The research also found that AI transcription saved observation time and freed up social workers to focus more on relationships with service users.
After interviews with 39 anonymous social workers it said, “Our evidence shows that these tools can also improve the relational aspects of care work and the quality of information recorded by social workers.”
But when a social worker used an AI tool to reword care documents in a more “person-centred” tone, the system “put in all these words that weren’t said”. Another social activist pointed out that technology has “crossed the line between evaluating you and evaluating AI”.
The report concluded, “AI-generated inaccuracies that enter these records can have far-reaching effects, such as a social worker making the wrong decision about a child’s care, which could lead to harm to the child and professional consequences for the social worker.”
According to the British Association of Social Workers (BASW), the impact of AI errors is already being felt across the profession, with reports of AI note takers failing to properly check their output and disciplinary action being taken for missing obvious errors. It is calling on social work regulators to issue clear guidance on how and when AI tools should be used.
While some social workers have “genuine excitement” about their potential, “these tools also introduce new risks to social work and society, from potential bias in report summaries to inaccurate ‘hallucinations’ in transcripts,” said Imogen Parker, associate director of Ada Lovelace. “These risks are not being fully assessed or mitigated, leaving frontline workers to deal with these challenges on their own.”
Social workers often receive very little AI training – only an hour in one case. While some social workers said they spent up to an hour checking the AI transcripts, others said they only spent two minutes. One said it took them “actually five minutes to quickly screen it (…) and then cut it out and stick it on the system”. Another said AI-generated cut-and-paste care plans could be “terrible.”
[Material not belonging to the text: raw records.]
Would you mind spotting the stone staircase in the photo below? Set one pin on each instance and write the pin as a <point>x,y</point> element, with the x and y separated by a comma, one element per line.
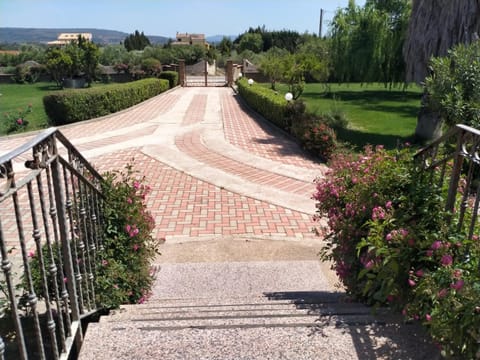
<point>213,317</point>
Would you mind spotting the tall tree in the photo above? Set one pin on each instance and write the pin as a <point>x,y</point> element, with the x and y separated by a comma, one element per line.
<point>136,41</point>
<point>435,27</point>
<point>367,42</point>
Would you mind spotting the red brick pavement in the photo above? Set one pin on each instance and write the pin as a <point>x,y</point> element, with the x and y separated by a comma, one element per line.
<point>191,144</point>
<point>196,110</point>
<point>186,206</point>
<point>243,130</point>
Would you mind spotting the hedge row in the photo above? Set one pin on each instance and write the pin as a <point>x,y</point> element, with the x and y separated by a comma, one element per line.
<point>69,106</point>
<point>272,106</point>
<point>171,76</point>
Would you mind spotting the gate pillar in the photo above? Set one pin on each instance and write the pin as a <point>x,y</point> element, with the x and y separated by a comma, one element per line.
<point>182,73</point>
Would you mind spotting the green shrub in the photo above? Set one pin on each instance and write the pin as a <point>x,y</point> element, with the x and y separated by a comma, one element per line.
<point>125,273</point>
<point>391,244</point>
<point>122,267</point>
<point>316,136</point>
<point>69,106</point>
<point>171,76</point>
<point>453,86</point>
<point>313,133</point>
<point>272,106</point>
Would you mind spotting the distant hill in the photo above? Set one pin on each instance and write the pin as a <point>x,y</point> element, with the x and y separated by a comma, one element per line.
<point>100,36</point>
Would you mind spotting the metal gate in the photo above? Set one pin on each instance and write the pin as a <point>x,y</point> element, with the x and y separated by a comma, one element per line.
<point>203,74</point>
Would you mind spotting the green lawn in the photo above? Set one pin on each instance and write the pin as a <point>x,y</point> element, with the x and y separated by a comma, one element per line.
<point>376,115</point>
<point>17,97</point>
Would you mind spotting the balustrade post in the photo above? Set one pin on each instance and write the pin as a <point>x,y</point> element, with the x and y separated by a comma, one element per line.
<point>66,251</point>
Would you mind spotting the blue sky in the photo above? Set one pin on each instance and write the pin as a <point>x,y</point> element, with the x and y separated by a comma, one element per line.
<point>166,17</point>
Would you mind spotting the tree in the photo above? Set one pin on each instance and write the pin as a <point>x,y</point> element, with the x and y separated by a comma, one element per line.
<point>366,43</point>
<point>58,64</point>
<point>136,41</point>
<point>90,59</point>
<point>272,64</point>
<point>453,87</point>
<point>225,46</point>
<point>252,42</point>
<point>435,27</point>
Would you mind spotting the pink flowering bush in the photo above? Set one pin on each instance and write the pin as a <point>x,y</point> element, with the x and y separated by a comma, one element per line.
<point>390,243</point>
<point>16,121</point>
<point>124,274</point>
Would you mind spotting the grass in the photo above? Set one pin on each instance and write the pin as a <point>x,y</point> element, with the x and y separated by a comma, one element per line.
<point>17,97</point>
<point>376,115</point>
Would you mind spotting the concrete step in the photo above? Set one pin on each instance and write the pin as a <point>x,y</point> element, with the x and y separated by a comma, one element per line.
<point>282,340</point>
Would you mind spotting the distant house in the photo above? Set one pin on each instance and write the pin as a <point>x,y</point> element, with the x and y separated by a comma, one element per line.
<point>67,38</point>
<point>190,39</point>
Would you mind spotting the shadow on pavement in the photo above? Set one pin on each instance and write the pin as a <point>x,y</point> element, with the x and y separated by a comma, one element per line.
<point>375,335</point>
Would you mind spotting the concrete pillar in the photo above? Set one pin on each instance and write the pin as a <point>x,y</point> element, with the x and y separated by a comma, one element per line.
<point>182,73</point>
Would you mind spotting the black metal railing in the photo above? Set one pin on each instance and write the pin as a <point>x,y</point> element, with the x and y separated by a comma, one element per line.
<point>50,236</point>
<point>456,156</point>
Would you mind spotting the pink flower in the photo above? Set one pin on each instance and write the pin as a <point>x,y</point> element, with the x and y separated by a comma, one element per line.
<point>457,285</point>
<point>419,273</point>
<point>446,260</point>
<point>369,264</point>
<point>442,293</point>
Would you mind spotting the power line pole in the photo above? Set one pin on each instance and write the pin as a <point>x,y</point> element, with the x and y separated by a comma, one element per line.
<point>321,24</point>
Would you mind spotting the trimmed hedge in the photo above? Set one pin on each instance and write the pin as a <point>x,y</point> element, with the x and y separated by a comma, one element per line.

Others said that some coworkers were too lazy or busy to check transcripts.
“The risk here is that people are not checking what is written for them,” said Andrew Rees, BASW strategic lead for England and Wales. “The time you spend writing helps you understand what you heard. If the computer is doing that for you, you’re missing out on important parts of reflective practice.”
Beam, which operates Magic Notes, insisted that its outputs were first drafts, not final records. “AI tools are being adopted by social workers for good reason,” said its co-founder Seb Barker. “Services are overwhelmed and difficult to access; a generation of social workers is at risk of being wasted, and the need for accurate, compliant documentation is increasing.”
He said the bias assessment found that Magic Notes performed “consistently and equitably” and highlighted its expert features for social tasks, including automated hallucination risk screening. “Not all AI tools are the same, with non-specialized, low-quality, or generic tools failing to meet the specific needs of the field,” he said.
The UK government and Microsoft have been contacted for comment.